Easter: Where science (almost) meets religion
Easter — the Christian celebration of the day Jesus rose from the dead — is a movable feast. In other words, it is not fixed to a specific day of the Gregorian calendar but rather is pegged to the first full moon that occurs after the vernal, or spring, equinox. That's why Easter Sunday, a favorite spring holiday, occurs anywhere between March 22 and April 25. One point of contention is the church's fixing of the equinox to March 21 even though, astronomically speaking, spring officially starts no later than March 20, at European longitudes, between the years 2008 and 2101. As a result, astronomers would set Easter on March 28 in the year 2038, following the March 21 full moon, but the church sets that year's Easter on April 25 instead.
Spring means flood season in the lowlands
Skiers and other winter sports enthusiasts know spring as the time of year when snow turns slushy and sloppy. All that meltwater combined with spring rains brings a different threat to residents of the Midwest: spring floods. A potent combo of abundant snowmelt and torrential rains proved disastrous throughout the region in 2008, when swollen rivers topped their banks and breached levees. The floods swept over towns such as Poplar Bluff, Mo., shown here.
Spring's fertility brings on the allergies
Spring is the season of fertility. Birds lay eggs. Rabbits do what rabbits do best. And trees, flowers and grasses bud, blossom and bloom, sending out pollen in hopes of attracting a mate. That particular harbinger of spring can drive us crazy with sneezes, sniffles and sleepless nights of the unenviable kind. That's because pollen can cause an allergic reaction. The body goes on the attack with a vengeance by producing so-called histamines — chemicals that cause the telltale sneezes, sniffles, watery eyes and everything else that seems like a bad cold, but without the fever, aches and pains.

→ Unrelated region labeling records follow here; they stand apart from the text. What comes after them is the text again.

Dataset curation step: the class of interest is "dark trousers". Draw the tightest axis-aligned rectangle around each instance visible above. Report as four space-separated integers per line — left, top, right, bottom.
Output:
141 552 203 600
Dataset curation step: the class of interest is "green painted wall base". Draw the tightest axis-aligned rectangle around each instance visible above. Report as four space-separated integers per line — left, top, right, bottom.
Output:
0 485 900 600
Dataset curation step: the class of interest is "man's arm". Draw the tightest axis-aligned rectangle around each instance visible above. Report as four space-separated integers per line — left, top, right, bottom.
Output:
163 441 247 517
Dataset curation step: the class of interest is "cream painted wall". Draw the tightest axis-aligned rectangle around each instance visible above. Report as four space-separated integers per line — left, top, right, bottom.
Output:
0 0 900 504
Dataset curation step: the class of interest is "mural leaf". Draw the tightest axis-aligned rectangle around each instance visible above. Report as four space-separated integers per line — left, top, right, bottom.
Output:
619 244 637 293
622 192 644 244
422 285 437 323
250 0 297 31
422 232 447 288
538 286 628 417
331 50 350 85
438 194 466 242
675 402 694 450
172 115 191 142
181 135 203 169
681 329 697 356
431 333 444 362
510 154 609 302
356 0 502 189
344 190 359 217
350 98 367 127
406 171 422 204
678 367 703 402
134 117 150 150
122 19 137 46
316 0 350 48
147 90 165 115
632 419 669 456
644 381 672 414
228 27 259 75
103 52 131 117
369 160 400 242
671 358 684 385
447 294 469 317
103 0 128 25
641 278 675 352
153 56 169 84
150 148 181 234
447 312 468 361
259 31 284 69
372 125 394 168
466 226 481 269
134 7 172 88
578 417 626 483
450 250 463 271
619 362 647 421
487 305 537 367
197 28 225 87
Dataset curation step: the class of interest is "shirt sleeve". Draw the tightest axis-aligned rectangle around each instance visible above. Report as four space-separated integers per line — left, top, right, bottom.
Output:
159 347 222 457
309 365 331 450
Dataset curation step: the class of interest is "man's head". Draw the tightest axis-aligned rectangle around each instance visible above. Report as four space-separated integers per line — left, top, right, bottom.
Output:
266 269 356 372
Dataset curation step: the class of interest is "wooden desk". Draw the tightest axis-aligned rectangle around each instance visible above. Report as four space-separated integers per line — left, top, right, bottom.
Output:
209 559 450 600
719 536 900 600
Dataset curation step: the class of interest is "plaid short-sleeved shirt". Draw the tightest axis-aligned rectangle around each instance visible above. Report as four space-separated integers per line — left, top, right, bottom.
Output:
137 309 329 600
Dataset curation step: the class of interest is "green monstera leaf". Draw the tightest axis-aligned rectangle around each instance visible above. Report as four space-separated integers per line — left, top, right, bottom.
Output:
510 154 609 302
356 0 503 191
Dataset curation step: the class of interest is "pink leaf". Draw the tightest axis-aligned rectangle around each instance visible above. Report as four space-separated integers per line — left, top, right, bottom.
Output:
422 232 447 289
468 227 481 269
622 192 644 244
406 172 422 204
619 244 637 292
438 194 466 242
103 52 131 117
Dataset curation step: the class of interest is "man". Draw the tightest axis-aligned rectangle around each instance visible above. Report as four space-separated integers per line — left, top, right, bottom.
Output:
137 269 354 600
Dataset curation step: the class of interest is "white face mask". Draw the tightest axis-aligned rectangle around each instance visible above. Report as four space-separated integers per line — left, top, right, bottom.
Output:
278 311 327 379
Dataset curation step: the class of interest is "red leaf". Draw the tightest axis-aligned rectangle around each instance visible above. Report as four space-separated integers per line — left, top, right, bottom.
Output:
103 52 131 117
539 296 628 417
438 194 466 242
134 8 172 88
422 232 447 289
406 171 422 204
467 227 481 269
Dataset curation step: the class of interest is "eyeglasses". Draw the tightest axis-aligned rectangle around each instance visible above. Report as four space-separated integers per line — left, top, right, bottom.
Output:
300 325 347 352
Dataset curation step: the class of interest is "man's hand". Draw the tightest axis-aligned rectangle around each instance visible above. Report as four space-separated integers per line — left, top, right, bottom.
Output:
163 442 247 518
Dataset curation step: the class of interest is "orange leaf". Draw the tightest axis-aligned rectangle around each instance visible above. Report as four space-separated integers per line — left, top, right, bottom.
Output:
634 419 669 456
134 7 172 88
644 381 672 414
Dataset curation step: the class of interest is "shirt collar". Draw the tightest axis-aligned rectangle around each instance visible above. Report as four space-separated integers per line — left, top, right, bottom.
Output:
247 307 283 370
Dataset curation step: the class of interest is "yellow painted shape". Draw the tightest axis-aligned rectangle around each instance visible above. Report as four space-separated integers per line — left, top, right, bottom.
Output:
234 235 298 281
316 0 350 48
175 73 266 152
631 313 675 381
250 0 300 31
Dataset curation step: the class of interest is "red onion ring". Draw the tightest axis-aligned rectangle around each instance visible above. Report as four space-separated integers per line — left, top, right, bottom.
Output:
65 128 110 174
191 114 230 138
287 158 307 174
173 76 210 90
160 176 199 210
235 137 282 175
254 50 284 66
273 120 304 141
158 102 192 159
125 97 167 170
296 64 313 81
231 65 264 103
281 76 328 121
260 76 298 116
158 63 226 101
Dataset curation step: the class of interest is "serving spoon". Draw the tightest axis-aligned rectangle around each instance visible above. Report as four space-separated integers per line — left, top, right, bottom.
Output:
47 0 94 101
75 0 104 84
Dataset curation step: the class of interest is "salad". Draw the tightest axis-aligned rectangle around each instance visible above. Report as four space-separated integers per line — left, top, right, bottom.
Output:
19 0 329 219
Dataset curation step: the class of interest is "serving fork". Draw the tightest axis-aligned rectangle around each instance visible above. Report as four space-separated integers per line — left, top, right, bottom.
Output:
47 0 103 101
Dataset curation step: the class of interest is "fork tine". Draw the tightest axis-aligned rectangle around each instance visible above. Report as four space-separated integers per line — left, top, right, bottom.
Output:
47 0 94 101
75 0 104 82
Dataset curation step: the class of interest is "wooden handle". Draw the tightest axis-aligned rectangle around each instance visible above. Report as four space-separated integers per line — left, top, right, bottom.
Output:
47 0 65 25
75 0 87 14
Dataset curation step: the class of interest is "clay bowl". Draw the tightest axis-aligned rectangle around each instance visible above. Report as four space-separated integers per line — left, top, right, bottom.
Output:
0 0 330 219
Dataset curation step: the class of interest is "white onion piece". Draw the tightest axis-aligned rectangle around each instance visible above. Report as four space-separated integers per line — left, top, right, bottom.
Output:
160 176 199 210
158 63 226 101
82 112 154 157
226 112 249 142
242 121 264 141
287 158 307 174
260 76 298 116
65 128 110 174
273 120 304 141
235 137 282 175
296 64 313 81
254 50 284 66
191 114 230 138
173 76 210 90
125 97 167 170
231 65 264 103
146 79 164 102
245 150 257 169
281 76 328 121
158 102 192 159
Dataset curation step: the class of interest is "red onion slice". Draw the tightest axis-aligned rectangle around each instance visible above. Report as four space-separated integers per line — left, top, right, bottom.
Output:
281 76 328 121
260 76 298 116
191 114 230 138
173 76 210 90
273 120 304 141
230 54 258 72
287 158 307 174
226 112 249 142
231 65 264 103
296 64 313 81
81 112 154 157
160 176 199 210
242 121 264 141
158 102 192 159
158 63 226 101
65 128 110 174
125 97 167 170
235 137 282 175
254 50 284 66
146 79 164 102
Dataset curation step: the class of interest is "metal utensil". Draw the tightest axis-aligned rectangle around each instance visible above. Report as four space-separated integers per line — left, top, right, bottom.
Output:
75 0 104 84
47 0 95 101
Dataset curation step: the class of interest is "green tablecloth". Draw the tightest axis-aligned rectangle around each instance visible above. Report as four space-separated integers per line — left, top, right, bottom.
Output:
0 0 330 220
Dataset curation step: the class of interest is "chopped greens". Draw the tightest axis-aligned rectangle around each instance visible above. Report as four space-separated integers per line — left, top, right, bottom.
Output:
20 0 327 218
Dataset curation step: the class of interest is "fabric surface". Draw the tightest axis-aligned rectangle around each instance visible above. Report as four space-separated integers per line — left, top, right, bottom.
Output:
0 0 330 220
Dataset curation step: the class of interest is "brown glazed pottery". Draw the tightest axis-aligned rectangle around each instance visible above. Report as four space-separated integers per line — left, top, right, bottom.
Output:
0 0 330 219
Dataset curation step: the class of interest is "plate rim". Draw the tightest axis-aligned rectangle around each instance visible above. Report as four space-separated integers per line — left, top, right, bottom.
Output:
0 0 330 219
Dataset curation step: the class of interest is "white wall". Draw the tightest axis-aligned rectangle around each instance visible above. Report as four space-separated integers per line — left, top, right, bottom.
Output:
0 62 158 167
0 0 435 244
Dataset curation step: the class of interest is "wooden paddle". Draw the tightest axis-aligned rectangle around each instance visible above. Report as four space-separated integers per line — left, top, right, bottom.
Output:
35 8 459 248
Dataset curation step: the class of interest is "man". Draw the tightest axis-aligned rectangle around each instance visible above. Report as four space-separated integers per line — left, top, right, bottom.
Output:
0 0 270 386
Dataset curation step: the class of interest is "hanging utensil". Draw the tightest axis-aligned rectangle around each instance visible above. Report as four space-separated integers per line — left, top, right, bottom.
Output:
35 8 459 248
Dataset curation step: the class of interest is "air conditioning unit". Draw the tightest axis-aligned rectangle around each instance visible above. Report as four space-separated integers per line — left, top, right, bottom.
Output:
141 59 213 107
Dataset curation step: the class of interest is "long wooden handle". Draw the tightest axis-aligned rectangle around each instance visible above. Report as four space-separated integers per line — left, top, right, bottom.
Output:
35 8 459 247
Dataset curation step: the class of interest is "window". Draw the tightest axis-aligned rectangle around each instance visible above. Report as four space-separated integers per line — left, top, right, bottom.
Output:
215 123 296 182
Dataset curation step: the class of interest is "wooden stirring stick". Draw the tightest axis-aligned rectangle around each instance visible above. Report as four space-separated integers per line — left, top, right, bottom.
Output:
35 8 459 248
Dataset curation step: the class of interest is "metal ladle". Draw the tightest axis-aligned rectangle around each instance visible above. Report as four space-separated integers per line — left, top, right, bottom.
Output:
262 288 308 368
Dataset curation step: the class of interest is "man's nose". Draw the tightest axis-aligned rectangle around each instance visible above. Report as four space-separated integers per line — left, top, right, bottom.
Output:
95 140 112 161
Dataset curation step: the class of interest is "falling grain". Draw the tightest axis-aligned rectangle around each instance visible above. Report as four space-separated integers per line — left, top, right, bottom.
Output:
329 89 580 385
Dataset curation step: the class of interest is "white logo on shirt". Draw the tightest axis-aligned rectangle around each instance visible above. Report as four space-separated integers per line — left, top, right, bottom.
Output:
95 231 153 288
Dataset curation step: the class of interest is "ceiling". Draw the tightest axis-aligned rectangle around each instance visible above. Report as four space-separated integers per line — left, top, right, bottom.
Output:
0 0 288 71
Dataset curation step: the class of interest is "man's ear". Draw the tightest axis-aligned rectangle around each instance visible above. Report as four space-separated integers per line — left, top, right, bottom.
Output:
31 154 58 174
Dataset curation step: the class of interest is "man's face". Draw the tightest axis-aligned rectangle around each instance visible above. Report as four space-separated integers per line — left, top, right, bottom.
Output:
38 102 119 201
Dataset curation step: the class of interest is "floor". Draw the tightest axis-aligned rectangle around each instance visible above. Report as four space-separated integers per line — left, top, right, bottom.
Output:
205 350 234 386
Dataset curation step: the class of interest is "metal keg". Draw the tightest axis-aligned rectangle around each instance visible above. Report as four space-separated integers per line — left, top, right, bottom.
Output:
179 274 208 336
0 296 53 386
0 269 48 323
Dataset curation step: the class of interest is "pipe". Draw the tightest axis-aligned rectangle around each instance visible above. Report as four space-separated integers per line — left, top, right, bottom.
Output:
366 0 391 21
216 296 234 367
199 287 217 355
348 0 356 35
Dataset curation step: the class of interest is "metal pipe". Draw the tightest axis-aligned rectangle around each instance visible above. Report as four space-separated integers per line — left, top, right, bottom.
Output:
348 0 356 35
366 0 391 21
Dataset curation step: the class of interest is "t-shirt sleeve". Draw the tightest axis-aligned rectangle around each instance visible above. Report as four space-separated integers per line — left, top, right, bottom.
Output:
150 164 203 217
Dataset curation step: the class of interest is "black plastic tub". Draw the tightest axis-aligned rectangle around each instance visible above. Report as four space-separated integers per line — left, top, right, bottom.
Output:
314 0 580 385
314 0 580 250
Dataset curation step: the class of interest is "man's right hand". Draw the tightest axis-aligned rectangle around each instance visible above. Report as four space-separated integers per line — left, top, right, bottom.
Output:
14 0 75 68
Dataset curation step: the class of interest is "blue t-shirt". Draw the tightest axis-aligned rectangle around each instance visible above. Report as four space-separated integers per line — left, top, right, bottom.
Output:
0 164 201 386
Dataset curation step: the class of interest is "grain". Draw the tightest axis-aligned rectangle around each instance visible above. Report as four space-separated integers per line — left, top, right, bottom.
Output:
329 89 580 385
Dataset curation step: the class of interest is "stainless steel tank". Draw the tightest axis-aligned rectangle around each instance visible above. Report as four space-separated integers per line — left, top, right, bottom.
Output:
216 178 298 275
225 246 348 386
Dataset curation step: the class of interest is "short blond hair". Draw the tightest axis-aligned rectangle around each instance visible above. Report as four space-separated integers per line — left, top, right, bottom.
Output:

Periodical cicadas emerge en masse
Just about every year, somewhere, millions of bugs with beady red eyes emerge en masse after 13- or 17-year stints underground where they sucked sap from tree roots. The mass emergence kicks off the final month of the periodical cicadas' life. The nymphs transform into adults, create a cacophonous ruckus searching for a mate, reproduce and die. And since their groups, known as broods, are so large, they prove a feast for critters great and small. Squirrels, birds, dogs, cats and even some humans consider them a protein-rich snack.
Time for bikinis and poor male decisions
The sight of scantily clad women, according to rigorous scientific research, causes men to behave poorly, especially when it comes to financial decisions. In one set of experiments, for example, men who watched videos of bikini-clad women running through a park settled for less money in a negotiation than men who watched videos of men running through a landscape. Since spring time - and spring break - is the start of bikini season, men might want to be aware of the toll the bikini factor can have on their bank account.